In lieu of a substantial column on my part – I’m in one of those places where I’m stuck in the middle of three or possibly four longer pieces – here’s a quick collection of related thoughts:

David Brooks in the New York Times:

To me, the most interesting factor is the way instant communications lead to unconscious conformity. You’d think that with thousands of ideas flowing at light speed around the world, you’d get a diversity of viewpoints and expectations that would balance one another out. Instead, global communications seem to have led people in the financial subculture to adopt homogenous viewpoints. They made the same one-way bets at the same time.

Brooks is talking about instant communications in finance, but he’s onto something that has been evident to close observers of the internet social networking since it’s inception. The instantaneousness of the communication – the sharing – leads to conformity. It seems that instant reactions to events are more uniform that our individual reflective understandings. At the same time, the speed of the communication creates a kind of self-reinforcing wave as each individual reaction begins to affect the event itself – especially as related to markets or other systems that are open to individual input. Online instant communication then creates a kind of “conformity by sharing.” One excellent example of this is the flash mob. Flash mobs have an additional conforming pressure – the desire to be part of the in-crowd. They also seem to have a particular agenda – to shock the public with organized spontaneity. (Here’s two of my favorite flash mob events – in Grand Central, New York and Antwerp, Belgium.)

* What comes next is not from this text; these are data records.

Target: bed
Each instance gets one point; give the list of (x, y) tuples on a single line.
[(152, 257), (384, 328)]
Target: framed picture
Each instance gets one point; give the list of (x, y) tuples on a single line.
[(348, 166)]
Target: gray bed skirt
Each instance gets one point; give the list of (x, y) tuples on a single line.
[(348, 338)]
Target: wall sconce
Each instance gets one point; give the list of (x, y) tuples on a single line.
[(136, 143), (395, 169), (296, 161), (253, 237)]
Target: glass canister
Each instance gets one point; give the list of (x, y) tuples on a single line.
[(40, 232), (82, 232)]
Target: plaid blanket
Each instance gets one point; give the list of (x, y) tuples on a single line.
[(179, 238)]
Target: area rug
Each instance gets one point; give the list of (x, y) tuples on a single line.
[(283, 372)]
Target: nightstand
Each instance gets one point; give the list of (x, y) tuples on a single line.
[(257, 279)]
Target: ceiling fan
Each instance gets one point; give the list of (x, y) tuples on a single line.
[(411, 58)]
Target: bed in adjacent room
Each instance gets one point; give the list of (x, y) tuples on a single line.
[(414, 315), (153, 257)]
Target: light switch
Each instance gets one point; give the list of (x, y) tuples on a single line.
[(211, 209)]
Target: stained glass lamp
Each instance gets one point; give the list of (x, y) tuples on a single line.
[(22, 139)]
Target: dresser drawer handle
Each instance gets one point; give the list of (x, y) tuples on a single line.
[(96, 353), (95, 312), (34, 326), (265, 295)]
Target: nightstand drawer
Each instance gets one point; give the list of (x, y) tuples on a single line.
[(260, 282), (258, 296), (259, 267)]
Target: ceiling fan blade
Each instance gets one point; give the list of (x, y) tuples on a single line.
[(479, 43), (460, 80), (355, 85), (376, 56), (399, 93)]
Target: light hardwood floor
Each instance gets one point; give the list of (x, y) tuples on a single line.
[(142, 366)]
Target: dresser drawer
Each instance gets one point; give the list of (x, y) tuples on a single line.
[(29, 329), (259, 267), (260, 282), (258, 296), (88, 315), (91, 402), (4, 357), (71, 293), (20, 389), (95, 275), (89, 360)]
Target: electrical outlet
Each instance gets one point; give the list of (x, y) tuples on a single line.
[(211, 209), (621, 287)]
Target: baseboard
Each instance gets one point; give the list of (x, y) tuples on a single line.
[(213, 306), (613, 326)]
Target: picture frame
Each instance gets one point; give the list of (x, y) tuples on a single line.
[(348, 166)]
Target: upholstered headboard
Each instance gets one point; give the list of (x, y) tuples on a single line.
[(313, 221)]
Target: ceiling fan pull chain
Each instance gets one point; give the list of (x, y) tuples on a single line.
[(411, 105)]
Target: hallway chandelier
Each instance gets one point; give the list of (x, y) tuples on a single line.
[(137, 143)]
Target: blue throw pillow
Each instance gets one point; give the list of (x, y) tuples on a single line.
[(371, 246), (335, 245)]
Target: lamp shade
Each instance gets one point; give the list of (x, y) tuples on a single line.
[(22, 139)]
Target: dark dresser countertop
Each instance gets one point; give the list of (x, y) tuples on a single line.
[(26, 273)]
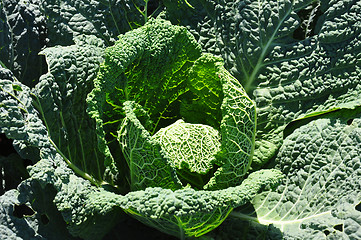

This conformity by sharing via the internet has already had more significant effects than the flash mobs. For example, the Obama campaign derived a large amount of energy from online organizing and networking – though this online component was balanced with a more traditional campaign. The Orange Revolution in Ukraine was said to be organized in large part by text messaging via a primitive social network. It’s interesting to see how this is playing out in the Twitter revolution in Moldova.  

Somewhat related to the Twitter revolution, Joshua Keating makes a wise observation regarding protests in a short piece entitled “Do protests ever work?” in Foreign Policy:

Rather than organizing around a specific political goal, ending the war, these marches tend to devolve into general lefty free-for-alls encompassing everything from Palestine to free trade the environment to capital punishment. 

I would add that, at least in democratic societies, protests that demand accountability or consistency from “the system” tend to be more effective than one that seek to overturn it.

Keating was referring to the G-20 protests in London.